Correlation Between Daewoo Engineering and Camus Engineering
Can any of the company-specific risk be diversified away by investing in both Daewoo Engineering and Camus Engineering at the same time? Although using a correlation coefficient on its own may not help to predict future stock returns, this module helps to understand the diversifiable risk of combining Daewoo Engineering and Camus Engineering into the same portfolio, which is an essential part of the fundamental portfolio management process.

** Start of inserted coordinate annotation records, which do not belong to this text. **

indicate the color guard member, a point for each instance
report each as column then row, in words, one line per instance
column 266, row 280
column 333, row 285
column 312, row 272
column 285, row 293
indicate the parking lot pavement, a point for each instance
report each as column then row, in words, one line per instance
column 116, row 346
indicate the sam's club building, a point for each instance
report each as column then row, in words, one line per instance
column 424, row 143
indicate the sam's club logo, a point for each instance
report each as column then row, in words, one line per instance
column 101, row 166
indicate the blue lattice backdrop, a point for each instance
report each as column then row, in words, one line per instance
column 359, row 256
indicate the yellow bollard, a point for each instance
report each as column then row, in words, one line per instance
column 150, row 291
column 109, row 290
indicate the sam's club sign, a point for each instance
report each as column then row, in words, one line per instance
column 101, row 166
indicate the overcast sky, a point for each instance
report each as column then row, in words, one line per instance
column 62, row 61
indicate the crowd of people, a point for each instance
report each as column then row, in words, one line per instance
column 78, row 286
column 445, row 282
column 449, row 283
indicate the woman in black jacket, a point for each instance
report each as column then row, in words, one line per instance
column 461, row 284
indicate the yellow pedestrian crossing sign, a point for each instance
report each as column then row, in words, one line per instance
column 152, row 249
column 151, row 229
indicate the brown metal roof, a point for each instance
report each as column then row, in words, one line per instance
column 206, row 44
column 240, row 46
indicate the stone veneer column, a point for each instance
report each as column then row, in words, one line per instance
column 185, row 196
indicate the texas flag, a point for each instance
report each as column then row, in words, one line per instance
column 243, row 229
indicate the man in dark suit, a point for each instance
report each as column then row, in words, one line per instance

By analyzing existing cross correlation between Daewoo Engineering Construction and Camus Engineering Construction, you can compare the effects of market volatilities on Daewoo Engineering and Camus Engineering and check how they will diversify away market risk if combined in the same portfolio for a given time horizon. You can also utilize pair trading strategies of matching a long position in Daewoo Engineering with a short position of Camus Engineering. Check out your portfolio center. Please also check ongoing floating volatility patterns of Daewoo Engineering and Camus Engineering.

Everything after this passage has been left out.